Compactness theorem and Tychonoff theorem This thread has it compactness theorem can be derived from Tychonoff theorem. I'm interested in how this can be done, but got stuck.
Here's how far I understand:
Following the version of campactness theorem in A Mathematical Introduction to Logic, Herbert B. Enderton（2ed):

A set of wffs (well-formed formula) is satisfiable iff every finite
  subset is satisfiable.

Let $\Sigma$ be a set of wffs, each of which is generated by a set of sentence $A$ whose elements can be indexed by $I$. Then the truth value of each finite subset $\Sigma_{\alpha}$ is determined by the truth assignment of $A$, which can be expressed as a function in the space $\{T, F\}^I$. For each finite subset $\Sigma_{\alpha}$, there is a non-empty subset $J_{\alpha}$ of $\{T, F\}^I$ which makes  $\Sigma_{\alpha}$ true. Suppose all finite subsets of $\Sigma$ can be indexed by $B$, then the compactness theorem says $\bigcap_{\alpha \in B}J_{\alpha} \neq \varnothing$
I got stuck on how to define the topology of $\{T, F\}^I$. It seems to me, since $\Sigma_{\alpha}$ is a finite set of wffs, its truth value should only depend on the truth values of a finite number of sentences in $A$. 

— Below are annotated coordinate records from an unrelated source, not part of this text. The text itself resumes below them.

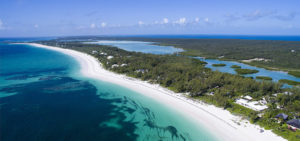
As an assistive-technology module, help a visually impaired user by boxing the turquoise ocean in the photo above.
[0,43,216,141]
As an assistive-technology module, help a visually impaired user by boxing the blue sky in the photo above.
[0,0,300,37]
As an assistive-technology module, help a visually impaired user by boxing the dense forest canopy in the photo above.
[56,36,300,70]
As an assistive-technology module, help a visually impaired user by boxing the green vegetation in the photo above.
[39,40,300,140]
[279,79,300,85]
[234,69,259,74]
[288,71,300,77]
[212,64,226,67]
[256,76,272,80]
[231,65,242,69]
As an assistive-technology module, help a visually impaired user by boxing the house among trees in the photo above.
[275,113,288,123]
[92,50,98,54]
[235,95,268,111]
[286,119,300,131]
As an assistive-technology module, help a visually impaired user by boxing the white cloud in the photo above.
[90,23,96,29]
[174,18,186,25]
[138,21,145,26]
[162,18,169,24]
[101,22,107,27]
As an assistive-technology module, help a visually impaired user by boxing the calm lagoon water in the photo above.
[196,57,300,82]
[0,44,216,141]
[87,40,183,54]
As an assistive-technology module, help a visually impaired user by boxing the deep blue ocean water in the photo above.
[121,34,300,41]
[0,43,216,141]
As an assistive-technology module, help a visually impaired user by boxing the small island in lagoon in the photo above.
[255,76,273,81]
[234,68,259,74]
[212,64,226,67]
[231,65,242,69]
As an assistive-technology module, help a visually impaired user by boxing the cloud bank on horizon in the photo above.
[0,0,300,37]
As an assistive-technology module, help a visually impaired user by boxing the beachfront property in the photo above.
[92,50,98,54]
[111,64,119,68]
[286,119,300,131]
[235,95,268,111]
[121,64,127,67]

Supposedly, Tychonoff Theorem could serve as a hint, but I don't know how to proceed.
 A: Working according to your setup above, you should give $\{T,F\}$ the discrete topology, and $\{T,F\}^I$ the product topology of $|I|$ copies of the discrete topology.  
In the product topology on $\{T,F\}^I$, a basis for the open sets is given by 
$$\{B_{i_1,\dots,i_k,v_1,\dots,v_k}\mid i_1,\dots,i_k\in I, \ v_1,\dots, v_k\in\{T,F\},\  k \in {\Bbb Z}_{>0}\},
$$
where 
$$
B_{i_1,\dots,i_k,v_1,\dots,v_k}=\{s=(s_i)_{i\in I}\in \{T,F\}^I\mid s_{i_1}=v_1,\dots, s_{i_k}=v_k.\}
$$
In other words, the basic open sets are simply those which constrain the values of finitely many coordinates of an element in $\{T,F\}^I$ to be fixed values in $\{T,F\}$.

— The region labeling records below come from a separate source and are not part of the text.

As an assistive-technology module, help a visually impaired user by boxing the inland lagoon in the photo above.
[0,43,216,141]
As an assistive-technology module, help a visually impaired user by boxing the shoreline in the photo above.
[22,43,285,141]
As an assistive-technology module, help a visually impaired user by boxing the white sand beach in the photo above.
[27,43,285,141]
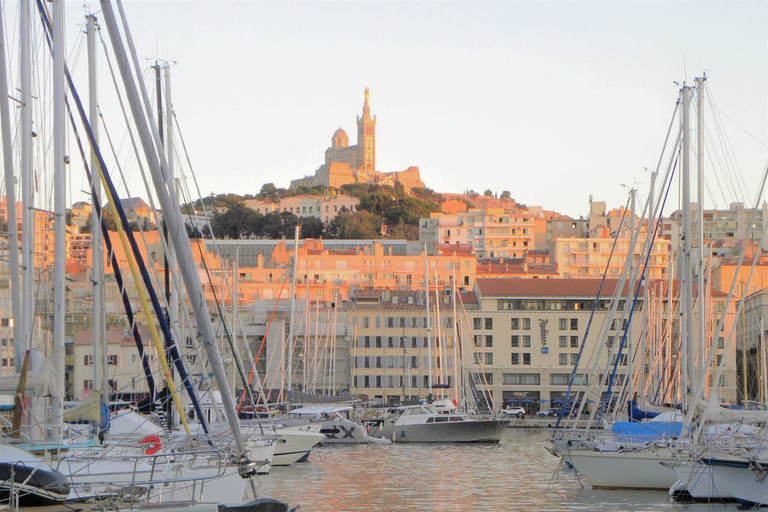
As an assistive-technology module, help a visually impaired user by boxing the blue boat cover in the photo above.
[611,421,683,441]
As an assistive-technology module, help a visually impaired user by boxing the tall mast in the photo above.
[86,15,107,391]
[51,0,66,439]
[680,85,696,411]
[285,222,300,396]
[424,243,432,400]
[101,1,250,460]
[19,0,35,364]
[696,74,707,384]
[0,1,22,357]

Suppose that you can determine whether or not an element $s=(s_i)_{i\in I}$ of $\{T,F\}^I$ is a member of a set $Y$ by looking at only finitely many coordinates $s_{i_1}$, $\dots$, $s_{i_k}$ of $s$.  Then, $Y$ is open, because it is a union of basic open sets.  The complement of $Y$ is also open, for the same reason.  Therefore $Y$ is clopen (both closed and open.)  Given any wff $f\in\Sigma$, whether an assignment satisfies $f$ or not can be determined by looking at only a finite subset of the basic sentences.  So, the set $J_f$ of satisfying assignments to $f$ is clopen.  

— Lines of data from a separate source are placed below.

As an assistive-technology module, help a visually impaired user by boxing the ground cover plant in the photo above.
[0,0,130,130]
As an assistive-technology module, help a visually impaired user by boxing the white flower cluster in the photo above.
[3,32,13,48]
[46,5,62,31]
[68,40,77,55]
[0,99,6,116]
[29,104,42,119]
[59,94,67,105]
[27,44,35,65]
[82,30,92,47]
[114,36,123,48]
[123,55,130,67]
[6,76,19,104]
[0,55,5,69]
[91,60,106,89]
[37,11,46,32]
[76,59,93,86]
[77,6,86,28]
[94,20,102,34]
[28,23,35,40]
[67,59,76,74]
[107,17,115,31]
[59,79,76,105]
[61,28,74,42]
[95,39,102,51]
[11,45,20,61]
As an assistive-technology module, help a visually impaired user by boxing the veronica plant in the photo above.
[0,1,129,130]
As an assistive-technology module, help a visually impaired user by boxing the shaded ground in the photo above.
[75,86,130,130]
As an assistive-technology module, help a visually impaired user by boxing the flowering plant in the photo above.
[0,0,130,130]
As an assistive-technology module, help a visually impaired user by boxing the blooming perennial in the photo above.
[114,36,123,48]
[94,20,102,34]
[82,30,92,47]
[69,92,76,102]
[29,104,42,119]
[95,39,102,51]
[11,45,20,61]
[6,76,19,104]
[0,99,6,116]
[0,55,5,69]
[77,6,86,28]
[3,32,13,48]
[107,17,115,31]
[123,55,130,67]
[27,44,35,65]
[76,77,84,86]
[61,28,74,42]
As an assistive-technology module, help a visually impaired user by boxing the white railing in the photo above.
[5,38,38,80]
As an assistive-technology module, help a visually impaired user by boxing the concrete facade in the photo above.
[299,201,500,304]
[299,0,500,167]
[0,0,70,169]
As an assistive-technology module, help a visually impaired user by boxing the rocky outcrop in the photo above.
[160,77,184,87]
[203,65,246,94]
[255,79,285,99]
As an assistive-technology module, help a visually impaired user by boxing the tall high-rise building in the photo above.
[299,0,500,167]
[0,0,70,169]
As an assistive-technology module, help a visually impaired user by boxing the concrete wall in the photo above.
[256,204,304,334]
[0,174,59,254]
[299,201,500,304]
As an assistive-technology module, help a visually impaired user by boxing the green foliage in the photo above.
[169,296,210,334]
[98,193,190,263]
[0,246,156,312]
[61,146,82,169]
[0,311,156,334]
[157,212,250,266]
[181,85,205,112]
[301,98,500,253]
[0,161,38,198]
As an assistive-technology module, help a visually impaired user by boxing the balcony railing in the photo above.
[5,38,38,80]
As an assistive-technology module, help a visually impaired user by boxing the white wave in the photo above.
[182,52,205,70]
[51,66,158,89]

$\{T,F\}$ is finite, so it's compact.  Then, by Tychonoff's Theorem, $\{T,F\}^I$ is compact.  If every finite set of wffs is satisfiable, the $J_f$s have the finite intersection property (every finite subset of the $J_f$s has a nonempty intersection.)  Each $J_f$ is closed, so by compactness, $\bigcap_{f\in\Sigma} J_f\ne\emptyset$.  Therefore, $\Sigma$ is satisfiable.  This is the Compactness Theorem.